Theory, Examples & Exercises
- Constrained ordination
Ordination (from Latin ordinatio, putting things into order, or German die Ordnung, order) is a multivariate analysis, which searches for a continuous pattern in multivariate data, usually the data about species composition of community samples (sample × species matrix). We can imagine such multivariate data as samples located in multidimensional hyperspace, where each dimension is defined by an abundance of one species (example for a community of two samples with three species is on Fig. 1).
The main assumption of ordination is that analyzed data are redundant, i.e. they contain more variables than is necessary to describe the information behind, and we can reduce the number of these variables (and dimensions) without loosing too much information. For example, in the case of species composition data, often some of the species are ecologically similar (e.g. species which prefer to grow in wet instead of dry habitat), meaning that the dataset contains several redundant variables (species) telling the same story. Or, to explain the redundancy in another way, from occurrence (or absence) of one species we can often predict occurrence (or absence) of several other species (e.g. if the sample includes species of wet habitats, we may expect that species preferring dry habitats will not be present, while other wet-loving species may occur).

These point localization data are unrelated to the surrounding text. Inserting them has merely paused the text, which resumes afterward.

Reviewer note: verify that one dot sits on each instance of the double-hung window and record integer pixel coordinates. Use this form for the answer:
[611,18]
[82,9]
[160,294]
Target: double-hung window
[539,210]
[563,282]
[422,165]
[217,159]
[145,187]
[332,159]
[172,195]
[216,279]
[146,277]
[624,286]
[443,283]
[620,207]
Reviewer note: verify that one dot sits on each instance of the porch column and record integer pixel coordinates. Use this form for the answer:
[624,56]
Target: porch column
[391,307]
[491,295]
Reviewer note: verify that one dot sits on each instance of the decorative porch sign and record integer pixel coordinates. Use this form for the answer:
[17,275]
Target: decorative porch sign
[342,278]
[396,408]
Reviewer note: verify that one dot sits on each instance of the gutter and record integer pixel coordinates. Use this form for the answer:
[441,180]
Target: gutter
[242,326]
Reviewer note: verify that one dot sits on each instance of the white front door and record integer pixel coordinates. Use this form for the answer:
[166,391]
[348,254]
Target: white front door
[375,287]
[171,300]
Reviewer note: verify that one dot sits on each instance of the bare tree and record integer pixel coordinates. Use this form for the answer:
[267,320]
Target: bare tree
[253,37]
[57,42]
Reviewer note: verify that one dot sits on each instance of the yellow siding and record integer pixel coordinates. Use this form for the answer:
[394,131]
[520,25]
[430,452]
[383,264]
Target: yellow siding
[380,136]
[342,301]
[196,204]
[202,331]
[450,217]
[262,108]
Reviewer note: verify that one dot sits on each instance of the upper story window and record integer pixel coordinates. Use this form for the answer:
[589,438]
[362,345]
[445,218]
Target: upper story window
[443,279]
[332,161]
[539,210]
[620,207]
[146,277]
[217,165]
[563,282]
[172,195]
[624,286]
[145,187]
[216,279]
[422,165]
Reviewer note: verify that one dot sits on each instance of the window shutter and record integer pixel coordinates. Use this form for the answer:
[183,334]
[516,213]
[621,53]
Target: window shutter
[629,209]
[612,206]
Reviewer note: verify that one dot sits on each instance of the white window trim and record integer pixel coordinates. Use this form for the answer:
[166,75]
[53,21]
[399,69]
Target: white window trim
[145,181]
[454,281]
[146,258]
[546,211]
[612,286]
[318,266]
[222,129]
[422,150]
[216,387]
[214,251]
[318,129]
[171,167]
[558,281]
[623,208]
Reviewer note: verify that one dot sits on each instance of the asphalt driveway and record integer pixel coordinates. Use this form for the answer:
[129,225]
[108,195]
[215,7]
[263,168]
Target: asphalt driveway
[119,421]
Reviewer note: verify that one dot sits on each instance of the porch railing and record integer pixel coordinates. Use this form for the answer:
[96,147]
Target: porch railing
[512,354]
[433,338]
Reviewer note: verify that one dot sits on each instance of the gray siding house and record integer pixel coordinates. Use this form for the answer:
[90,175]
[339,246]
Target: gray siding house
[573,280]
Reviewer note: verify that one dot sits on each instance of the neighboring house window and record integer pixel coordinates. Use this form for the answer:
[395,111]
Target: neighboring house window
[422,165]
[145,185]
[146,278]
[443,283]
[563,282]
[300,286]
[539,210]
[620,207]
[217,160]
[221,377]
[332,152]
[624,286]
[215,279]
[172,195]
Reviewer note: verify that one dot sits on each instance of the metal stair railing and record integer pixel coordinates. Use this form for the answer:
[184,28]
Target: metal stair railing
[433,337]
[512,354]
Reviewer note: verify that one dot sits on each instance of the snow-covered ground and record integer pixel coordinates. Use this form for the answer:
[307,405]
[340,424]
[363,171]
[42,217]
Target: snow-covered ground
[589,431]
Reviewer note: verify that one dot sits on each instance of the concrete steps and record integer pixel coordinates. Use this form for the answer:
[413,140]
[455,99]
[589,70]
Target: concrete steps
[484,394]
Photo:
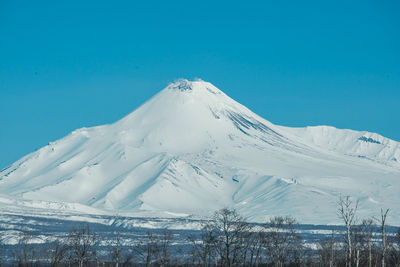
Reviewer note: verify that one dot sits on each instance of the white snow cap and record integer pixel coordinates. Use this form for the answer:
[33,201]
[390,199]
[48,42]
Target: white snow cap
[191,149]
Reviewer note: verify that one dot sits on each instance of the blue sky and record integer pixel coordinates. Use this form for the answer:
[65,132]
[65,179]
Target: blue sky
[66,65]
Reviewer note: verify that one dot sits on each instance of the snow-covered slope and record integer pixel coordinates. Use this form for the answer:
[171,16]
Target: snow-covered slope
[191,150]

Since multidimensional space is not easy to display, describe or even just imagine, it is worth to reduce it into few main dimensions, while preserving maximum information. This also means that if the individual variables are completely independent of each other (e.g. each species have entirely different preferences), then ordination is not likely to find some reasonable reduction of the multidimensional space since each dimension (species) has its meaning.
What ordination method does can be formulated in two alternative ways:
Table 1 summarizes individual ordination methods.
Ordination methods in Table 1 can be divided according to two criteria: whether their algorithm includes also environmental variables along to the species composition data: unconstrained do not, constrained do, and what type of species composition data is used for analysis: raw data (sample-species matrix of species composition), pre-transformed raw data (e.g. using Hellinger transformation), or distance matrix (sample-sample symmetric matrix of distances between samples).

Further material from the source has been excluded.